Tiger Tales 15: Midlife Women Find Hog Heaven

By the Law Tigers
America’s Injury Lawyers Who Ride

Midlife Women Find Hog Heaven

Jane Glenn Haas
Our Time
Special to the Register

My maternal grandmother was a pioneer, a woman who drove a car even before many men had taken the wheel.

Nannie used to load her five kids into the family Franklin, strap a picnic basket on the running board, and take off for a day in the country.

Today, she probably would be straddling a motorcycle. A ladylike one, of course.

Nearly one out of 10 motorcycle owners is a woman about at midlife, age 42, says the Motorcycle Industry Council.

Not beer-swilling, tattooed babes either.

Women like Sis, who spent more than 15 years sitting behind her man, watching the road over his shoulder.

Finally she bought her own Harley-Davidson, a pink one, and wore pink leathers “so everyone would know it was a girl driving the bike.”

That was in 1992, and Sis, now 59, was one of some 600 women nationally who owned a Harley.

Being in the driver’s seat, she says, “was not considered very feminine.”

By 2003, the last time the Motorcycle Industry Council did a survey, 635,000 women owned bikes. Manufacturers like Harley market directly to them with everything from
feminine apparel to dealer “garage parties,” all-girl events to get acquainted with the 21st-century biker world.

Men suddenly find it “fairly attractive” for women to be driving, says Rebecca Bortner, a Harley spokeswoman.

I started researching babes on bikes when I met a couple of midlife women – each attractive, petite, quiet – who spent their weekends riding bikes alone or in groups.
Why they mount up has a lot to do with always wanting to do what the boys do. Like riding dirt bikes in their youth.

It’s all about going for a second childhood, says Tina Bartel of Orange Park Acres, who has an advertising business, raises horses and is developing a racing magazine.

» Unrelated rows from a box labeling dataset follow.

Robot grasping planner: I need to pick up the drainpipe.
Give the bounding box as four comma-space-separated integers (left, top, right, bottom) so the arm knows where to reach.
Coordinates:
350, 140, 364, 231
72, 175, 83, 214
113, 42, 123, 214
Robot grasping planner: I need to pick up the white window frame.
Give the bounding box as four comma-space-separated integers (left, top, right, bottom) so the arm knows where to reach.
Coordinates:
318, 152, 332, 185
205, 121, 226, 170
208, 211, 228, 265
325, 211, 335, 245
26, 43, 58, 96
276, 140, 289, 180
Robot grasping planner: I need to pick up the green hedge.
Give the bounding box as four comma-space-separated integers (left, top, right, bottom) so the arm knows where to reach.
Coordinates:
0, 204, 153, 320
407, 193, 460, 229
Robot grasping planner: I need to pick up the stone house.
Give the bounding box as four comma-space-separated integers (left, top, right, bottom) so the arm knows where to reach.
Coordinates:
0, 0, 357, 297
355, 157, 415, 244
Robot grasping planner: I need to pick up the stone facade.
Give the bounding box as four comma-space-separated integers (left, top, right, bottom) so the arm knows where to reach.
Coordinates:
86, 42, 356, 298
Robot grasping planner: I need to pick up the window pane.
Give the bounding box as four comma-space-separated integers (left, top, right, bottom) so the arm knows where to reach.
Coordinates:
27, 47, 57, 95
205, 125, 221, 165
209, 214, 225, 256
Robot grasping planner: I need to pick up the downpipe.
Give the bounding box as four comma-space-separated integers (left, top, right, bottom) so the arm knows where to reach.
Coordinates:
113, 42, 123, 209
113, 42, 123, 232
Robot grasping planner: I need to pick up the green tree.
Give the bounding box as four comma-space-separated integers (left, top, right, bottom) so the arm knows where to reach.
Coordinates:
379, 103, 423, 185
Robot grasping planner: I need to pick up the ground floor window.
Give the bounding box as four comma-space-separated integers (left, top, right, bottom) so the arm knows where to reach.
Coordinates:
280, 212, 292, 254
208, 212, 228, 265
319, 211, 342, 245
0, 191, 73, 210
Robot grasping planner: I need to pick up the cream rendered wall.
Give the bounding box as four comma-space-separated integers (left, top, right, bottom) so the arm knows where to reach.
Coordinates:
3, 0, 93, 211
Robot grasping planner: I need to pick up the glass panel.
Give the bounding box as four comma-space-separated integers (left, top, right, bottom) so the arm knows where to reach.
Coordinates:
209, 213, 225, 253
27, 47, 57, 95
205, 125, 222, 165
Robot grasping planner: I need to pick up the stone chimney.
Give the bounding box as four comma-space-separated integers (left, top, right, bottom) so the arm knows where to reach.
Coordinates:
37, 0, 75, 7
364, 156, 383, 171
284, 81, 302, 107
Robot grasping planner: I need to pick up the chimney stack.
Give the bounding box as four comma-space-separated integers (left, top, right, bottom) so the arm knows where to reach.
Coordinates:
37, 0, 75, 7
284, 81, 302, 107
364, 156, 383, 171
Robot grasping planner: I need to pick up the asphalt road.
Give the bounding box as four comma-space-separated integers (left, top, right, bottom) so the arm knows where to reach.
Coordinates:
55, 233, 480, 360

“I got a divorce and was looking for something physical and social to do. Riding a bike lets me do something that’s not all women-oriented,” she says.

So what do the men think?

“Well, the motorcycle clubs have changed over the years. They’re no longer all boys clubs, although there are certainly those groups available. Like the first group I joined and was politely informed they allowed wives ‘because they had to.’ ”

Bartel says there are still women more comfortable riding behind a man, still men who want to be “independent and masculine.”

Vroom, vroom and all that jazz.

Riding in the back isn’t her style, she says. “I might be comfortable doing that with the right person, but I’d no more want to do that all the time than have some guy drive me around in the car.”

She’s made a few trips with clubs but never done the big alone ride.

An educator I know – better her students don’t know this, she says – learned to love motorcycle riding behind her former significant other.

“But once I got on and was the driver, I could never go back,” she says.

She could go alone. All the way to Alaska and back – 6,800 miles – on a 28-day trip during which she lived in a tent except for four days when it rained.

At least 60 percent of the female drivers are married, says the Motorcycle Industry Council.

The other 40 percent are not necessarily looking.

“Prince Charming would have to be very secure,” Bartel says. “Secure guys are out there, but biking sure does eliminate the guys with preconceived notions about how a female should behave.”